Transcript
A (0:01)
Welcome to the Pod Force One podcast. I'm Miranda Devine. Today we're joined by Dr. Gad Saad, scholar of the Declaration of Independence center in the Study of American Freedom at the University of Mississippi. He's author of the upcoming book Suicidal Empathy. Gad Saad, thank you so much for joining us on Pod Force One. It's a real honor to speak to you finally. Having read you and listened to you for so long, I wanted to ask you about your latest book, Suicidal Empathy, which seems to be really what ails the west at the moment. And so can you tell us just from the beginning how you came up with that concept?
B (0:44)
Thank you so much for having me on. Great to finally e meet you at least hopefully in person soon. So I have to step back to one of my previous books to explain how I got to suicidal empathy. So, in the parasitic mind, I was arguing. Arguing that in the same way that a wide range of animals can be parasitized by actual brain worms.
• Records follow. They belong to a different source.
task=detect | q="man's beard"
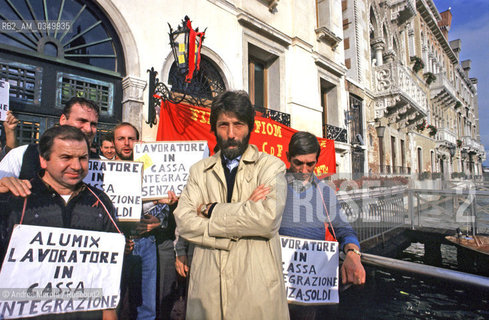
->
[216,134,250,160]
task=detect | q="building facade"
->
[0,0,485,178]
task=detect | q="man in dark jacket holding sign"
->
[0,126,118,319]
[279,131,365,319]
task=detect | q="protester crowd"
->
[0,91,365,319]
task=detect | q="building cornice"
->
[236,12,292,47]
[416,0,458,64]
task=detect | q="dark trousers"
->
[156,239,177,320]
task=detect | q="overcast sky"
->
[433,0,489,166]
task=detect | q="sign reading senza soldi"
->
[83,160,143,221]
[134,141,209,199]
[280,236,339,304]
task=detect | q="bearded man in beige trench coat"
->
[174,91,289,320]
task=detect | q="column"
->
[371,39,385,66]
[122,76,146,134]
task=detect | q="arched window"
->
[0,0,125,143]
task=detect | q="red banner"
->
[156,101,336,178]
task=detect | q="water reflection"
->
[319,244,489,320]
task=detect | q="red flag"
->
[156,101,336,178]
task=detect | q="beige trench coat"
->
[174,145,289,320]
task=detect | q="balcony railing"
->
[254,106,290,127]
[462,136,475,148]
[430,73,458,107]
[323,124,348,143]
[375,61,428,114]
[436,128,457,144]
[379,164,411,175]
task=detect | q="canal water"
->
[319,243,489,320]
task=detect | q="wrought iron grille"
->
[254,106,290,127]
[0,61,40,104]
[324,124,348,143]
[17,120,41,145]
[57,73,114,115]
[338,190,407,241]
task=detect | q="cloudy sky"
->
[433,0,489,166]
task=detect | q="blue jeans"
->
[120,236,157,320]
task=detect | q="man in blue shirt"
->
[279,131,365,318]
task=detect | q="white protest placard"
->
[134,141,209,200]
[0,80,10,121]
[0,225,125,319]
[280,236,339,304]
[83,160,143,221]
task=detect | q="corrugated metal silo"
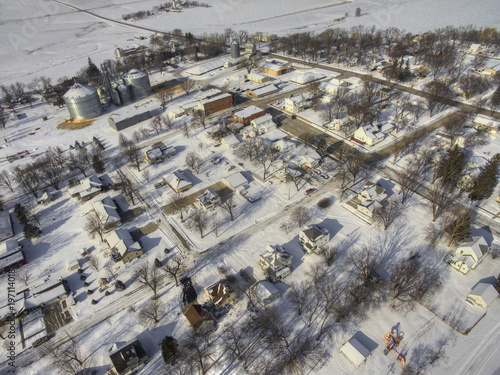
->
[117,83,132,105]
[63,83,103,120]
[231,40,240,59]
[124,69,152,100]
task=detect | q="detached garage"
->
[340,337,372,368]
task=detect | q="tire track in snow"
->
[457,322,500,375]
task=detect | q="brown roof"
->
[207,279,233,305]
[184,305,213,330]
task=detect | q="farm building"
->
[467,283,498,309]
[231,105,266,126]
[0,211,14,241]
[247,83,278,99]
[108,106,151,132]
[257,60,290,77]
[340,337,371,368]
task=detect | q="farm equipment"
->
[384,330,406,366]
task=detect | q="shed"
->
[340,337,371,368]
[467,283,498,309]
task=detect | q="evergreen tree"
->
[87,57,101,78]
[438,146,465,186]
[316,137,328,156]
[92,155,105,173]
[161,336,179,366]
[469,154,500,201]
[14,203,28,225]
[24,223,42,240]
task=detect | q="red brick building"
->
[231,105,266,126]
[198,94,233,115]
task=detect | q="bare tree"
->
[389,256,441,309]
[220,195,236,221]
[89,254,101,272]
[170,192,186,223]
[373,200,402,230]
[162,115,174,130]
[13,164,40,198]
[134,263,163,300]
[181,78,196,95]
[149,115,163,135]
[186,151,203,173]
[163,254,186,286]
[139,300,166,324]
[155,91,171,109]
[193,110,208,129]
[443,204,474,247]
[83,210,104,242]
[189,211,208,238]
[104,261,116,280]
[290,206,311,228]
[19,269,33,286]
[319,245,338,267]
[428,181,460,222]
[118,170,138,205]
[67,148,92,177]
[0,169,14,193]
[288,280,312,315]
[254,146,276,180]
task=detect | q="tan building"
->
[257,60,290,77]
[205,279,236,307]
[184,304,215,331]
[105,229,144,263]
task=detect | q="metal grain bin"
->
[231,40,240,59]
[124,69,152,100]
[63,83,103,121]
So, for example, a wood cricket abhors water, but when it is parasitized by a hairworm, the hair worm needs the wood cricket to jump into water, commit suicide so that the wood cricket could complete its reproductive cycle. And so that was my epiphany. Then I said, okay, well, I'm going to use that neuroparasitological framework to argue that human beings can also be parasitized by ideological parasitic ideas. But in order for me to completely hijack your capacity to think, I need to parasitize two systems. Your cognitive system, your thinking system, which is the parasitic mind, but also your emotional system, which is suicidal empathy. And so it's a one, two punch. The parasitic mind dealt with my thought processes. Suicidal empathy deals with my emotional system.
A (2:00)
That's brilliant. So it's heart and mind.
B (2:02)
It's heart and mind, exactly.
A (2:04)
Yeah. And so would you say that, for instance, what's very popular in America at the moment is Trump derangement syndrome? Is that an example of suicidal empathy, parasitic mindset, some sort of brainworm that's going. Cause it doesn't seem to be just a normal antipathy to a political figure. It really seems to be a derangement, a psychiatric ailment. People are obsessed and compelled to attack others who they think they suspect might harbor sympathies towards Donald Trump.
B (2:42)
Right, so I'll answer the TDS question and then I'll go back to explain what suicidal empathy is. Exactly. So tds, you're right in that it speaks not so much to suicidal empathy, but to a specific form of parasitic thinking, which I discuss in the parasitic mind. So going back to this dichotomy of thinking versus feeling it, in many cases it makes perfect sense for us to invoke our emotional system. So for example, if I am selling you perfumes, well, I won't sit there and tell you, Harvard physiologist decided that the optimal molecular structure, right? Because there I would be invoking your cognitive system for a product that's a hedonic one. So rather what I'm going to do there is simply show you a sexy girl with her hair flowing, riding a horse, and then I'll put some French sounding name for the brand, right? So in some cases I need to invoke your cognitive system. In other cases I need to invoke your emotional system. Now, now, Trump derangement syndrome arises from the misapplication of the wrong system in that particular context. When judging whether a political leader is one that I should vote for or not. You'd like to think that I am going to invoke my cognitive system, but I don't. Because whenever you speak about people who suffer from tds, they always give you an affective based response. He disgusts me. He's grotesque. He speaks like a cantankerous, you know, eight, eighth grade brawler, right? They never say, I detest Donald Trump because I don't respect his monetary and fiscal policy. Right. It's, it's always driven by what I call an esthetic injury. Right? And why is it an aesthetic injury? Because all of the highfalutin folks with the progressive lisp have taken on certain affectations, have gone to certain schools, cross their legs a certain way to demonstrate that they belong to, as Thomas Sowell said, the anointed ones. And that's what defines my identity as a progressive member of the castrati club. But Donald Trump comes along and he doesn't exemplify those traits. So if he can ascend to the highest office in the world, this invalidates all of the effort that I have put into fabricating my own personhood as a progressive person. Therefore, he is literally an existential threat to my personhood, to the beautiful facade that I have constructed. So, yes, you are right. TDS is a psychiatric disorder due to emotional processing rather than cognitive processing.